Think of the home of English gunmaking, where quality is king and the guns of your dreams are hand-built by skilled artisans. Have you thought of London? Renowned as the base for distinguished makers, London has the monopoly on today’s big names, but if we were to look back a mere 100 years or so, the British gun trade would look very different.
The Birmingham gun trade can trace its origins to around the 17th century, with large government contracts being taken on in the late 1600s, committing the gunmakers to produce 200 military firearms per month for a whole year. Birmingham has always been a city built on trade, hard labour and skilled craftsmen.
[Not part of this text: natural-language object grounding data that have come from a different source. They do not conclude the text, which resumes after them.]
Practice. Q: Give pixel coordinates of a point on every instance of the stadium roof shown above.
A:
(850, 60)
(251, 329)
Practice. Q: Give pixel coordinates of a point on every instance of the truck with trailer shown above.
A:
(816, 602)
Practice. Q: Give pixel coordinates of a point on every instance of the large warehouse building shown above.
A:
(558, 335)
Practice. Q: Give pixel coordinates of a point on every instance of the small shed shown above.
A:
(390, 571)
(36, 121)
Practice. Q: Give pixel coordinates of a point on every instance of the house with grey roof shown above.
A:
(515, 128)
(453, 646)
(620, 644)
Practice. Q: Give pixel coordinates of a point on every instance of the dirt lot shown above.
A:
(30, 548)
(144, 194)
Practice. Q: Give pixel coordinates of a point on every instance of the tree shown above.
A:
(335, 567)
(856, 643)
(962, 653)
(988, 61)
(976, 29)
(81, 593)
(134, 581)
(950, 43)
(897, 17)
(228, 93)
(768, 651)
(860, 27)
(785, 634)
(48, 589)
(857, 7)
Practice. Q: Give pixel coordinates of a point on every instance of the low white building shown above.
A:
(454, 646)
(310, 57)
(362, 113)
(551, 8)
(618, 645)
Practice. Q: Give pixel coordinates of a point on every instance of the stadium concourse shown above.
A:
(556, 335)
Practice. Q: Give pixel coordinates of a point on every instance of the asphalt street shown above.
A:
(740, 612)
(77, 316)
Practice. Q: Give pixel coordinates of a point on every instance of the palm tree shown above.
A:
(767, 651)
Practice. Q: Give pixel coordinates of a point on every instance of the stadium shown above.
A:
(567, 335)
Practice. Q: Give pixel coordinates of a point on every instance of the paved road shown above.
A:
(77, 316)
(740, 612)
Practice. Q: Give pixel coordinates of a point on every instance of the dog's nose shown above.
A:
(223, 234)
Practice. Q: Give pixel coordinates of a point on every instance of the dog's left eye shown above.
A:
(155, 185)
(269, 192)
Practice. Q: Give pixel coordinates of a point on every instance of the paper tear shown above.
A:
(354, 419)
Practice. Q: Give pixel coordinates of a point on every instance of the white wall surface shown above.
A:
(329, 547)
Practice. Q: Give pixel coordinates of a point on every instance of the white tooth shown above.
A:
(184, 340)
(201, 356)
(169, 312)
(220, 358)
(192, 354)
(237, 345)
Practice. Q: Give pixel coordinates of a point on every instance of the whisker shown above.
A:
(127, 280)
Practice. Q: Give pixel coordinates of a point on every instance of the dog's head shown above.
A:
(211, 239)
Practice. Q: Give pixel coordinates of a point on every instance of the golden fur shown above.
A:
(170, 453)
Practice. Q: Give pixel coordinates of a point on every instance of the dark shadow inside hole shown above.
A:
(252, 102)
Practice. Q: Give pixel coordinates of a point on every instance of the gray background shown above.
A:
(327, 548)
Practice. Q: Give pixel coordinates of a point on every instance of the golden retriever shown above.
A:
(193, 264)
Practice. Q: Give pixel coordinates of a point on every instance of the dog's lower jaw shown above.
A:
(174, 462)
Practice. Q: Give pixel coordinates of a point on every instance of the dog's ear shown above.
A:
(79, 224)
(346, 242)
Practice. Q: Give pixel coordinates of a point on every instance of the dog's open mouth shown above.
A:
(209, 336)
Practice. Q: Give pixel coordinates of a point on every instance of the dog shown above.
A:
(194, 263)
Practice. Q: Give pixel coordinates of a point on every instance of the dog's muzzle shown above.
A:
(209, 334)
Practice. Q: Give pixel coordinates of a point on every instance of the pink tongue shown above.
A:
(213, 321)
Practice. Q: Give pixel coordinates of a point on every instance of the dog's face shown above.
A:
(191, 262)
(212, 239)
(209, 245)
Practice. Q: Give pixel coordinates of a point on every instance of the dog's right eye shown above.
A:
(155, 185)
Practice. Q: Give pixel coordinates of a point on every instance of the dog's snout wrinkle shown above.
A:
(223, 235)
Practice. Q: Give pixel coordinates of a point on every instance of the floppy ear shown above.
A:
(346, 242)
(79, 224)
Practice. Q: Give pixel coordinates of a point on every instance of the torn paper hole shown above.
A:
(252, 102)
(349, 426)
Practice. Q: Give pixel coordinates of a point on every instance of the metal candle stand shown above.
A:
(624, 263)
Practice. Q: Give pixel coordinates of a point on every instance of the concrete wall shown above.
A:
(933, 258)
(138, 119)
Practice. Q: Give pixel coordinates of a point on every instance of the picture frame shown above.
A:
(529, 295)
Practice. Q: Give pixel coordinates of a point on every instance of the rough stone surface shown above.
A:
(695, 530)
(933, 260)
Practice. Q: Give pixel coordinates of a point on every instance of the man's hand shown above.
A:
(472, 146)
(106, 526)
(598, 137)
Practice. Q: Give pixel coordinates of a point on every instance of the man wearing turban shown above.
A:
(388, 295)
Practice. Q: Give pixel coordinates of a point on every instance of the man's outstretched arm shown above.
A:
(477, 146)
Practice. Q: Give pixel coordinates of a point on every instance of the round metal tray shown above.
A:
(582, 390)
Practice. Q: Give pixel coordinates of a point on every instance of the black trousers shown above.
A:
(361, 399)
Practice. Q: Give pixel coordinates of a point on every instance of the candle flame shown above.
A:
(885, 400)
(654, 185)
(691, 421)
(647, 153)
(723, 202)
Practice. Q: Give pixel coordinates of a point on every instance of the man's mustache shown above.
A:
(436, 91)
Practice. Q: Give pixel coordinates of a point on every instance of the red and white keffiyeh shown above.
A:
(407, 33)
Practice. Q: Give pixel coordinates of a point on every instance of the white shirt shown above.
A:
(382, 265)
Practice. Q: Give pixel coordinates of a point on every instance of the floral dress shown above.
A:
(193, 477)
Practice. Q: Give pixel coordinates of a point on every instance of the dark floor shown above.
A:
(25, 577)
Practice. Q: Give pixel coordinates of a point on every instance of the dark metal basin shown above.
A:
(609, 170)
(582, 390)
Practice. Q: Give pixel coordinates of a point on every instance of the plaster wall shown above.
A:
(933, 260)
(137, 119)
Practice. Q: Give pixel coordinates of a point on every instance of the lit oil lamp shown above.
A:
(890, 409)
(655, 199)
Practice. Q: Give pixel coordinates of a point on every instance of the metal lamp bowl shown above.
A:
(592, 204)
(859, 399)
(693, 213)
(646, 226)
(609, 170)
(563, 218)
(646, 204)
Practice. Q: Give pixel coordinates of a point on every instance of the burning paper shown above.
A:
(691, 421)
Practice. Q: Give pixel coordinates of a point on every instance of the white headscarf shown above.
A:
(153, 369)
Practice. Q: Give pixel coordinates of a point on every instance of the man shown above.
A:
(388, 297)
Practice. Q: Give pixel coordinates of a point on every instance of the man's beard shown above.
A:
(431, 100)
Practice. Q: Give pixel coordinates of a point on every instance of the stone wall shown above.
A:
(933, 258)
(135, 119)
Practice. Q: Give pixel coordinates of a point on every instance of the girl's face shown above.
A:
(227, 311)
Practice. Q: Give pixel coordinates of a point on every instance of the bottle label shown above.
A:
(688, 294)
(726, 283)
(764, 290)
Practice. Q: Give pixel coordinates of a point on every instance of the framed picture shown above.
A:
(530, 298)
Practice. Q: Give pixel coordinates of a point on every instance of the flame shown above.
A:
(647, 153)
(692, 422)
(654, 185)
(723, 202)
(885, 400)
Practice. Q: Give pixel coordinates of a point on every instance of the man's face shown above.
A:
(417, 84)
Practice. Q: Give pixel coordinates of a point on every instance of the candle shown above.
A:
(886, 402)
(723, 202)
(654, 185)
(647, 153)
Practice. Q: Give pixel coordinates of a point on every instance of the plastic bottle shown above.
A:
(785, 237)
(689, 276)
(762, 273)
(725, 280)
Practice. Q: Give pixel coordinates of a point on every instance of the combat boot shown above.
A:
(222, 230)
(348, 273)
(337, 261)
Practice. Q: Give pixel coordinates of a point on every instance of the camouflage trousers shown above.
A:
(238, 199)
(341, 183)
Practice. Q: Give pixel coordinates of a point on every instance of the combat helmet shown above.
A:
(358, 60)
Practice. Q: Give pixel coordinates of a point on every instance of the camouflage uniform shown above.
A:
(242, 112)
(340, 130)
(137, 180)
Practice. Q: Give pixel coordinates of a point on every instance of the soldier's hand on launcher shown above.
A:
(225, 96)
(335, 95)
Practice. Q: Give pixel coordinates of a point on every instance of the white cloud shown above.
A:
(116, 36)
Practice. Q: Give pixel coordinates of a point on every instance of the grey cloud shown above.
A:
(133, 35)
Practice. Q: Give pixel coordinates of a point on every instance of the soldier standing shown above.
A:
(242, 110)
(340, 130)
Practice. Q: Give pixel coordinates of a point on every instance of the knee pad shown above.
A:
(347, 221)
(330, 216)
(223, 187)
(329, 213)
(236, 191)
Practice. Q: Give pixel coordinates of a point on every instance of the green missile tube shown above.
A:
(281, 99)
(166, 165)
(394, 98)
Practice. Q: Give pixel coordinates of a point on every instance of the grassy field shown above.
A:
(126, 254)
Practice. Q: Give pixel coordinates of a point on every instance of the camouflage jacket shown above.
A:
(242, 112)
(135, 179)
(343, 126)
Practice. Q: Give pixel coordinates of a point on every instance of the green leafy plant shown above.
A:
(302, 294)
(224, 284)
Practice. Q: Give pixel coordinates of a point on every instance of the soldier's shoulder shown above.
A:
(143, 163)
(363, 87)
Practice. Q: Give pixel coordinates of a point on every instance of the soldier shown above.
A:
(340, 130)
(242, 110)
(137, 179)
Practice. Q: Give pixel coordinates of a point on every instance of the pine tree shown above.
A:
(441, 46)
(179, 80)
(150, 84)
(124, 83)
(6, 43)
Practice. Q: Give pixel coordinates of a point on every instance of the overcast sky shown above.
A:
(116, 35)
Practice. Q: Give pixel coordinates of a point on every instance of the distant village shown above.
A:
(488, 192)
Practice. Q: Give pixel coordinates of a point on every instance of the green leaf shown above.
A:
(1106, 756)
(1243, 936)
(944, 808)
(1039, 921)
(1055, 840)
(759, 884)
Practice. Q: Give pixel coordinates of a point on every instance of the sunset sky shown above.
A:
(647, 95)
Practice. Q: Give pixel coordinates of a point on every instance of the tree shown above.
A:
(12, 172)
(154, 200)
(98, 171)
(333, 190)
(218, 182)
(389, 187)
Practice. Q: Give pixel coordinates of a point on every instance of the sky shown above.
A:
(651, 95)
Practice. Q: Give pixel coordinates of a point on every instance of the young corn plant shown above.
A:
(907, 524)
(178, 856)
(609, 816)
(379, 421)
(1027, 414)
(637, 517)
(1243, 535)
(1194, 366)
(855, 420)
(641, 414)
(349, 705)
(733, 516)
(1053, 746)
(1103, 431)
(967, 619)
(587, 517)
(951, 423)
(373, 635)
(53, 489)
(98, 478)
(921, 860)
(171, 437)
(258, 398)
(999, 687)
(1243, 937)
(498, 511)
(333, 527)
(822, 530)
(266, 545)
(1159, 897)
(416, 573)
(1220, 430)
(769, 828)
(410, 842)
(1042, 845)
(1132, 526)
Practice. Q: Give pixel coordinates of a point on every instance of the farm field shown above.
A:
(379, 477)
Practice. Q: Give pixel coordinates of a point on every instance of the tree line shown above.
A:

The thriving metalwork industry offered the ideal habitat for the development of firearms.
Towards the end of the 18th century, the Birmingham gun quarter was growing at a rapid pace, with a total of 62 workshops involved in gunmaking, according to Sketchley’s Birmingham, Wolverhampton and Walsall Directory of 1767. There were 35 gun and pistol makers, eight barrel makers, five finishers, 11 actioners and HO three stockers. With the introduction of the percussion system, Birmingham took responsibility for more than two-thirds of England’s gun production between 1804 and 1815.
With this increase in the manufacturing of firearms, it was decided by Act of Parliament that a Proof House should be established in Birmingham. In 1813, it became the second official proofing body in the country. In the space of six years, between 1855 and 1861, six million arms were tested and proofed in the city.